LLM-Based Financial Sentiment Analysis in Arabic: Evidence from Saudi Markets

Abstract

Investor sentiment significantly influences financial markets, yet Arabic financial sentiment analysis remains limited by linguistic complexity and scarce domain-specific resources. This paper presents an LLM-based framework for large-scale Arabic financial sentiment analysis tailored to the Saudi market. We construct an 84K-sample Arabic Financial Sentiment Corpus integrating official financial news and social media data. The proposed pipeline includes preprocessing, deduplication, entity linking, conditional summarization, and five-class sentiment labeling using a multi-model consensus strategy to enhance reliability.

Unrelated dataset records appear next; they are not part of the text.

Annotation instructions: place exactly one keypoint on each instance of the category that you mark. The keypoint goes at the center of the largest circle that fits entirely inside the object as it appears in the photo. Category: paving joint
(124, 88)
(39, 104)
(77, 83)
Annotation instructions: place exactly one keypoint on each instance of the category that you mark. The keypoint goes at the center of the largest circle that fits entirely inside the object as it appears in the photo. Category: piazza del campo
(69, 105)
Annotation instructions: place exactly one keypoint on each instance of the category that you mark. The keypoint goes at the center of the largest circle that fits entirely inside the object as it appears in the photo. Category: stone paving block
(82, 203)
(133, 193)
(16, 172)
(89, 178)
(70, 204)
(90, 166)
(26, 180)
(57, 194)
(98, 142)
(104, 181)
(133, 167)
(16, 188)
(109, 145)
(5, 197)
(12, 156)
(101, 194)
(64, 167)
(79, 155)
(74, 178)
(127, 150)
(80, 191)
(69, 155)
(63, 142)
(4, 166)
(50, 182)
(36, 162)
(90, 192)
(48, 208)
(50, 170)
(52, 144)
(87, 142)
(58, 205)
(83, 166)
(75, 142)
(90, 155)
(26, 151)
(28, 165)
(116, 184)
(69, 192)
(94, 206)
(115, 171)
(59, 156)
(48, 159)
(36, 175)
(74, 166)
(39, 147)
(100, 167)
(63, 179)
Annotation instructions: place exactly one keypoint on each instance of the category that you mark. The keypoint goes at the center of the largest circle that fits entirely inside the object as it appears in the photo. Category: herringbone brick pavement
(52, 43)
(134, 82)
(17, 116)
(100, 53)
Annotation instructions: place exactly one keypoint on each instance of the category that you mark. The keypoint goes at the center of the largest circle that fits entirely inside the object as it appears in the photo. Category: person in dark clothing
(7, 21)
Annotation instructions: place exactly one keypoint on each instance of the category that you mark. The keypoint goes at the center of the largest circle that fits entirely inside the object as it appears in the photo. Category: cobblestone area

We benchmark multiple large language models against traditional lexicon-based and fine-tuned transformer baselines. GPT-5 achieves the strongest class-balanced performance (Macro-F1 = 0.829), substantially outperforming conventional approaches. For summarization, Allam demonstrates the best trade-off between quality, hallucination control, and cost efficiency. Additional analyses examine cost–quality trade-offs and the impact of summarization on sentiment consistency. The results establish new benchmarks for Arabic financial sentiment classification and demonstrate the effectiveness of scalable LLM-based pipelines for domain-specific Arabic NLP.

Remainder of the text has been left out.